Un sentiment d'humanité plus élevé, circule au travers
des vues intuitives des Stoïciens et des Épicuriens que chez
les anciens penseurs grecs.
Cette vue intuitive apparaît d'une manière plus subtile, plus
spirituelle chez les Sceptiques. Ils se disaient: quand l'homme se forme
des idées sur les choses, il ne peut le faire qu'à partir de
lui-même. Et ce n'est qu'en lui qu'il puise la conviction qu'à
une chose correspond bien une idée. Ils ne voyaient rien dans le monde
extérieur qui fournît un fondement reliant une chose à
une idée. Et tout ce qui était affirmé devant eux au
sujet de tels fondements, ils le considéraient comme relevant de l'illusion
et le combattaient.
Le trait fondamental de la vision sceptique, c'est la modération.
Leurs partisans n'osaient pas contester que dans le monde extérieur
il y eût une connexion entre l'idée et la chose; ils niaient
simplement que l'être humain pût discerner ce genre de connexion.
C'est la raison pour laquelle, ils faisaient certes de l'être humain
la source de ses connaissances; mais ils ne considéraient pas cette
connaissance comme l'expression d'une vraie sagesse.
Au fond, le Scepticisme représente la faillite de la connaissance
humaine. L'être humain se soumet au préjugé qu'il a lui-même
construit, et qui consiste à penser la vérité comme
existante et achevée à l'extérieur, suite à la
conviction acquise que sa vérité à lui n'étant
qu'intérieure elle ne peut donc, somme toute, s'avérer légitime.
Avec une confiance sans réserve dans la vigueur de l'esprit humain,
Thalès avait entrepris de réfléchir sur le monde. Tout
doute, sur ce que cette méditation doit considérer comme fondement
de l'univers et qui ne pourrait pas l'être en réalité,
restait parfaitement éloigné de sa croyance naïve dans
la faculté cognitive de l'être humain. Chez les Sceptiques,
c'est le renoncement complet à toute vérité vraie qui
surgit à la place de cette croyance. Le cheminement évolutif
du penser grec se déplace entre ces deux extrêmes: la confance
aveugle et naïve dans la capacité de connaissance humaine et
l'absence totale de confiance. On peut comprendre ce cheminement évolutif
si on prend en compte la façon dont les représentations sur
les causes premières de l'univers ont changé. Ce que les plus
anciens des philosophes grecs pensaient comme principes originels, possédait
des qualités et des attributs qui relevaient encore des sens. On avait
donc le droit de situer ces causes premières dans le monde extérieur.
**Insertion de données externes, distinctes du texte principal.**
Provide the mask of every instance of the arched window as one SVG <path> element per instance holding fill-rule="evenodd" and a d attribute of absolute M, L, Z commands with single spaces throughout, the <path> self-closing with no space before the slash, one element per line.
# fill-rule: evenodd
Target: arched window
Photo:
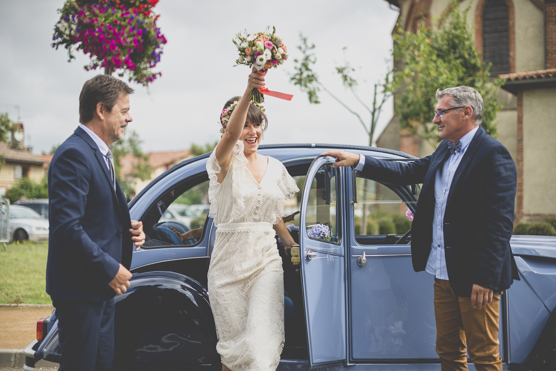
<path fill-rule="evenodd" d="M 504 0 L 487 0 L 483 11 L 483 59 L 492 63 L 490 74 L 510 72 L 508 6 Z"/>

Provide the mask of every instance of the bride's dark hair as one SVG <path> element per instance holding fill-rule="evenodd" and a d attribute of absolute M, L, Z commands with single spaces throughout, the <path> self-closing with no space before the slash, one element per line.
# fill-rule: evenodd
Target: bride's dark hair
<path fill-rule="evenodd" d="M 232 103 L 233 103 L 236 101 L 239 101 L 241 98 L 241 97 L 239 96 L 237 97 L 232 97 L 232 98 L 230 98 L 229 99 L 228 99 L 228 101 L 226 102 L 226 104 L 224 104 L 224 108 L 222 109 L 222 111 L 224 111 L 225 109 L 229 107 L 230 106 L 232 105 Z M 267 128 L 269 127 L 269 120 L 267 118 L 266 118 L 266 115 L 265 114 L 265 113 L 263 112 L 260 108 L 257 107 L 252 103 L 249 104 L 249 109 L 247 112 L 247 119 L 248 121 L 250 121 L 250 122 L 257 124 L 262 124 L 262 121 L 264 121 L 265 127 L 262 128 L 263 132 L 266 131 Z M 221 123 L 222 122 L 221 119 L 220 120 L 220 122 Z"/>

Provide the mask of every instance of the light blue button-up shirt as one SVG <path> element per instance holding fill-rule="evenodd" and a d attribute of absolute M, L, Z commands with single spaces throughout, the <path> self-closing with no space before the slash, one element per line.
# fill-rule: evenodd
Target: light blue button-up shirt
<path fill-rule="evenodd" d="M 475 128 L 460 139 L 461 149 L 454 152 L 436 170 L 434 179 L 434 217 L 433 218 L 433 243 L 431 245 L 429 260 L 426 262 L 426 272 L 434 274 L 439 279 L 448 279 L 446 270 L 446 257 L 444 253 L 444 212 L 448 201 L 448 193 L 451 186 L 454 174 L 461 162 L 463 155 L 469 147 L 471 140 L 479 127 Z"/>

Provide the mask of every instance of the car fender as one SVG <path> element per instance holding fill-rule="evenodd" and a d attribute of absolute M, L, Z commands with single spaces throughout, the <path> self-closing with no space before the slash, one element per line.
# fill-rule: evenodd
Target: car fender
<path fill-rule="evenodd" d="M 115 298 L 116 369 L 153 364 L 189 365 L 192 369 L 220 367 L 214 318 L 202 285 L 161 271 L 136 273 L 130 284 L 126 293 Z M 51 320 L 42 343 L 33 344 L 29 367 L 41 359 L 59 362 L 56 311 Z"/>
<path fill-rule="evenodd" d="M 171 272 L 137 273 L 116 298 L 115 366 L 220 365 L 206 288 Z"/>

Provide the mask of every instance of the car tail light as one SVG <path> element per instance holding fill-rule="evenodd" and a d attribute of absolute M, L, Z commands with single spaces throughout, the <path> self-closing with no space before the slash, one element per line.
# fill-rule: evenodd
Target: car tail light
<path fill-rule="evenodd" d="M 37 321 L 37 340 L 42 342 L 46 336 L 48 327 L 49 317 L 44 317 Z"/>

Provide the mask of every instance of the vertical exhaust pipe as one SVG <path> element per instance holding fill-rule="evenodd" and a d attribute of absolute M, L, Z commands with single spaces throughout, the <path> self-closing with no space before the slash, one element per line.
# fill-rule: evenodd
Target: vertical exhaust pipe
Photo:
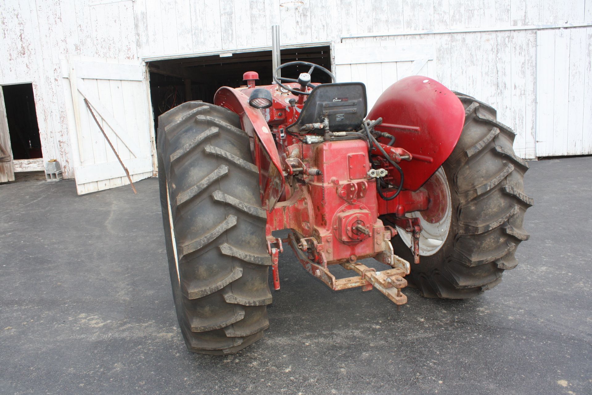
<path fill-rule="evenodd" d="M 272 73 L 275 71 L 281 63 L 279 60 L 279 25 L 272 25 L 271 26 L 271 63 L 273 70 Z M 281 73 L 278 72 L 278 76 L 280 76 Z M 272 75 L 273 79 L 273 75 Z"/>

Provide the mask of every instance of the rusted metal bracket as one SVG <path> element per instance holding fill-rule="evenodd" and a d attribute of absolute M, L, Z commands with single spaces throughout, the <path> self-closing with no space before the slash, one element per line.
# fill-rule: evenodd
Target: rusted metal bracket
<path fill-rule="evenodd" d="M 279 261 L 279 253 L 284 252 L 282 239 L 279 237 L 268 236 L 267 252 L 271 255 L 271 272 L 274 277 L 274 289 L 277 291 L 279 289 L 279 268 L 278 266 L 278 262 Z"/>
<path fill-rule="evenodd" d="M 419 218 L 401 218 L 395 221 L 397 226 L 411 233 L 413 245 L 411 248 L 413 253 L 413 263 L 419 263 L 419 236 L 422 233 L 422 224 Z"/>
<path fill-rule="evenodd" d="M 408 273 L 407 271 L 409 262 L 404 259 L 397 257 L 407 264 L 407 268 L 404 266 L 381 272 L 377 272 L 376 269 L 369 268 L 362 264 L 341 264 L 348 270 L 353 270 L 360 275 L 337 279 L 327 268 L 323 267 L 308 258 L 304 252 L 298 248 L 298 242 L 292 233 L 288 235 L 288 241 L 304 269 L 324 282 L 332 290 L 339 291 L 361 287 L 362 291 L 369 291 L 374 287 L 397 305 L 407 303 L 407 297 L 401 292 L 401 288 L 407 285 L 407 280 L 403 277 Z M 300 245 L 301 246 L 302 243 Z"/>
<path fill-rule="evenodd" d="M 395 255 L 394 251 L 392 249 L 392 245 L 390 241 L 385 240 L 384 242 L 387 245 L 387 249 L 375 256 L 374 259 L 385 265 L 401 269 L 405 274 L 409 274 L 411 272 L 411 265 L 409 265 L 409 262 Z"/>
<path fill-rule="evenodd" d="M 304 252 L 298 248 L 299 243 L 294 233 L 291 233 L 288 235 L 288 242 L 292 247 L 292 249 L 294 250 L 296 258 L 300 261 L 306 271 L 324 282 L 332 290 L 340 291 L 356 287 L 368 287 L 368 285 L 371 288 L 372 287 L 372 284 L 362 278 L 361 276 L 347 278 L 335 278 L 335 276 L 332 274 L 327 268 L 311 261 Z M 302 245 L 301 243 L 300 245 Z M 322 254 L 322 252 L 321 253 Z"/>
<path fill-rule="evenodd" d="M 402 269 L 389 269 L 381 272 L 369 268 L 363 264 L 341 264 L 348 270 L 353 270 L 371 283 L 374 288 L 395 303 L 401 305 L 407 303 L 407 296 L 401 289 L 407 287 L 407 280 L 403 278 L 405 273 Z"/>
L'élément liquide primordial de Thalès appartient à
la réalité extérieure, comme tous les autres objets
du monde sensible. Ça devint une tout autre affaire, lorsque Parménide
crut reconnaître la vraie existence dans le penser. Car ce penser n'est
perceptible dans son existence authentique que dans l'intériorité
humaine. À partir de Parménide seulement, et par lui, surgit
la grande question: comment se comporte l'être spirituel, idéel,
avec son pendant extérieur que les sens perçoivent? On s'était
donc accoutumé, désormais, à se représenter la
relation de l'être supérieur avec ce qui nous entoure quotidiennement
de la même manière dont Thalès avait pensé sa
chose primordiale sensible par rapport aux choses qui nous entourent. Il
est absolument possible de se représenter la naissance de toutes les
choses à partir de l'élément aqueux - auquel Thalès
assignait la source originelle de tout être - analogue à certains
processus tombant sous les sens et qui se déroulent quotidiennement
devant nos yeux. Et la motivation, à se représenter la relation
au monde qui nous entoure dans le sens d'une telle analogie, demeurait et
existait encore au moment où, sous Parménide et ses continuateurs,
le penser pur et son contenu, le monde idéel, fut désigné
comme la source originelle de toute essence. Les êtres humains étaient
bien mûrs pour comprendre que le monde spirituel se trouvait être
plus élevé que le monde sensible, et que le contenu universel
le plus profond se manifestait bien dans l'intériorité humaine;
mais ils n'acquérirent pas sur-le-champs la maturité nécessaire
pour se représenter également au plan idéel le rapport
entre les mondes sensible et idéel. Il se le représentait d'une
manière sensible, comme une naissance fondée sur des faits.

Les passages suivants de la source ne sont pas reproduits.